Ce système a été testé bien plus tôt que prévu. Lorsque de graves inondations ont frappé le pays en janvier et février 2026, les partenaires ont déployé une équipe d'intervention d'urgence par drones. En collaboration avec les autorités nationales, ils ont fourni des évaluations en temps réel de l'étendue des inondations. Cela a constitué la première démonstration concrète des capacités du projet dans des conditions réelles.
Trente nouveaux pilotes de drones, prêts à entrer en service
Au coeur de la cérémonie, 30 pilotes de drones nouvellement certifiés ont reçu leurs diplômes respectifs. Ils ont été formés aux interventions en cas de catastrophe, à l'agriculture, à la topographie et à la gestion des infrastructures. Ce programme axé sur la pratique a remporté un franc succès auprès des stagiaires.
Le programme de la cérémonie de remise des diplômes comprenait notamment une démonstration en direct de vol de drone illustrant les opérations aériennes d'urgence.
Eunicia Sambo, pilote diplômée, a fait part de sa fierté de contribuer à la sécurité de la communauté : « Aujourd'hui, nous célébrons une réussite, mais nous assumons également une nouvelle responsabilité. Le certificat que nous avons reçu marque le début d'une mission qui exige une mise à jour permanente, de l'innovation et un engagement envers le service public. Au nom des diplômés, nous réaffirmons notre engagement à servir le Mozambique avec compétence, dévouement, professionnalisme et dans un esprit de service public. »

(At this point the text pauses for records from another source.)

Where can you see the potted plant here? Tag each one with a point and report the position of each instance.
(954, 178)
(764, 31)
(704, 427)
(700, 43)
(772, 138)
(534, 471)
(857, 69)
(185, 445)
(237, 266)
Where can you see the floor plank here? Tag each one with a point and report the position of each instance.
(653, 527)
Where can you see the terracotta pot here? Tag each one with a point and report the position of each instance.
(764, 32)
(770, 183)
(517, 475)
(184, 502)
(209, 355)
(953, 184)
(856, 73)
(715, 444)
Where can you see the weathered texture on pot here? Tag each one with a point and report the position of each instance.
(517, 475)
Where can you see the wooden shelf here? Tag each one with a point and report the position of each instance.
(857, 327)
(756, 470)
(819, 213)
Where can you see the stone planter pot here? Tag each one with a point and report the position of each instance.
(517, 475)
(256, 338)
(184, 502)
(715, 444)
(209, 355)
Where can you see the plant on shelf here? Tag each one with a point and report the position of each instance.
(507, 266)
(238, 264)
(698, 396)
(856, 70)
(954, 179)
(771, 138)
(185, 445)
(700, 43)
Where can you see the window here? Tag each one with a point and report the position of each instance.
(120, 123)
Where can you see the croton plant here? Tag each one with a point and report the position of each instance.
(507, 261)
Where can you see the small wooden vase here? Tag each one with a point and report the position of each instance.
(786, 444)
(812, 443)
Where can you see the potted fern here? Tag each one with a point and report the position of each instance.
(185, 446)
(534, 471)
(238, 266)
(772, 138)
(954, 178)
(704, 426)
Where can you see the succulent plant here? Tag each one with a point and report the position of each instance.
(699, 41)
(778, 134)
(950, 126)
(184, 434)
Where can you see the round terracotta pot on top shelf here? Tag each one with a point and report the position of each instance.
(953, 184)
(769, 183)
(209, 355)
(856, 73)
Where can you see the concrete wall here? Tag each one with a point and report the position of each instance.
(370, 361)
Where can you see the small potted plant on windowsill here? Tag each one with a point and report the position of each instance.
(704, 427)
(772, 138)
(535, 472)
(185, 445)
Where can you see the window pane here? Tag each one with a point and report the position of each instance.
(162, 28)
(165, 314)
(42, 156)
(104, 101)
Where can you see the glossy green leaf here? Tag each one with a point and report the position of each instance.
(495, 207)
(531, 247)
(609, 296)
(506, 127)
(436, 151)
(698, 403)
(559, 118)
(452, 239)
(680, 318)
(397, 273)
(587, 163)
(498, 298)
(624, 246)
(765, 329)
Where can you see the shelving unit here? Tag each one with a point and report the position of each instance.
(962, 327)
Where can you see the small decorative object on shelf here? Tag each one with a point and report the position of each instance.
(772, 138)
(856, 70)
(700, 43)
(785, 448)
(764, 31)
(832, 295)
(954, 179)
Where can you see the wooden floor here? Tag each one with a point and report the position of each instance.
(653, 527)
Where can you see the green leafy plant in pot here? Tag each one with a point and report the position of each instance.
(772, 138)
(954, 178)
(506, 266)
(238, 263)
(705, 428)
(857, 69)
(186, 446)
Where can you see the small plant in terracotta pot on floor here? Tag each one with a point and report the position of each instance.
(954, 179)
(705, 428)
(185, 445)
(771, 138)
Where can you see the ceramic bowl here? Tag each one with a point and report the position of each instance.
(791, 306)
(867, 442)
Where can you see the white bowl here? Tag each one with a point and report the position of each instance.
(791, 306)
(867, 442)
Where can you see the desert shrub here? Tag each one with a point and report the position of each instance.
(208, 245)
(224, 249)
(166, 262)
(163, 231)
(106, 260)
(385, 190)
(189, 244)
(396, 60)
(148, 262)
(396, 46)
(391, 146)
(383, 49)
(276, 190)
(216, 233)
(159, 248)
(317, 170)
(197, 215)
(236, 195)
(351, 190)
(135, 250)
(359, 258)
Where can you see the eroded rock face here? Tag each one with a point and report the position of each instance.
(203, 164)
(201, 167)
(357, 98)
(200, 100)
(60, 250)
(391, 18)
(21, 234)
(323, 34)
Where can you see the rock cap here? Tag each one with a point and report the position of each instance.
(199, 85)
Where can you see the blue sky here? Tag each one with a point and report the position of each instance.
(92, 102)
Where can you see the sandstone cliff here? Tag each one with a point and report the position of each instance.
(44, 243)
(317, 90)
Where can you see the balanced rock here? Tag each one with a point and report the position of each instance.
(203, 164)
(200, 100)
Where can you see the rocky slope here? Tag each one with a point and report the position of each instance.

Kisook Kwon, directeur du Busan Technopark, a qualifié les 30 pilotes diplômés de plus grande réussite du projet. M. Kwon a souligné que cette initiative visait à utiliser la technologie pour améliorer les conditions de vie. Changwoo Baek, directeur de PNU Drone, a ajouté que ce projet posait des bases durables pour l'industrie des drones au Mozambique. Hojung Solution a noté que l'intervention menée plus tôt cette année, lors des inondations de janvier-février 2026, avait démontré la valeur immédiate de ces capacités mises en place.
Perspectives de coopération : de Maputo à Séoul
La cérémonie a clos un chapitre de la coopération entre la Banque africaine de développement, le Mozambique et la Corée, tout en en ouvrant un nouveau. Forts de cette dynamique, les parties prenantes prévoient d'étendre la coopération axée sur la technologie à l'ensemble de l'Afrique.
Cette dynamique se poursuivra lors de la huitième Conférence ministérielle de la KOAFEC, prévue du 8 au 11 septembre 2026 à Séoul. Organisée sur le thème « Exploiter l'IA et les infrastructures numériques pour la transformation de l'Afrique », la conférence réunira des parties prenantes africaines et coréennes afin de promouvoir le même type de partenariat technologique présenté à Maputo.
Ce projet témoigne de l'engagement du Groupe de la Banque africaine de développement en faveur de la transformation numérique et de la résilience climatique sur le continent.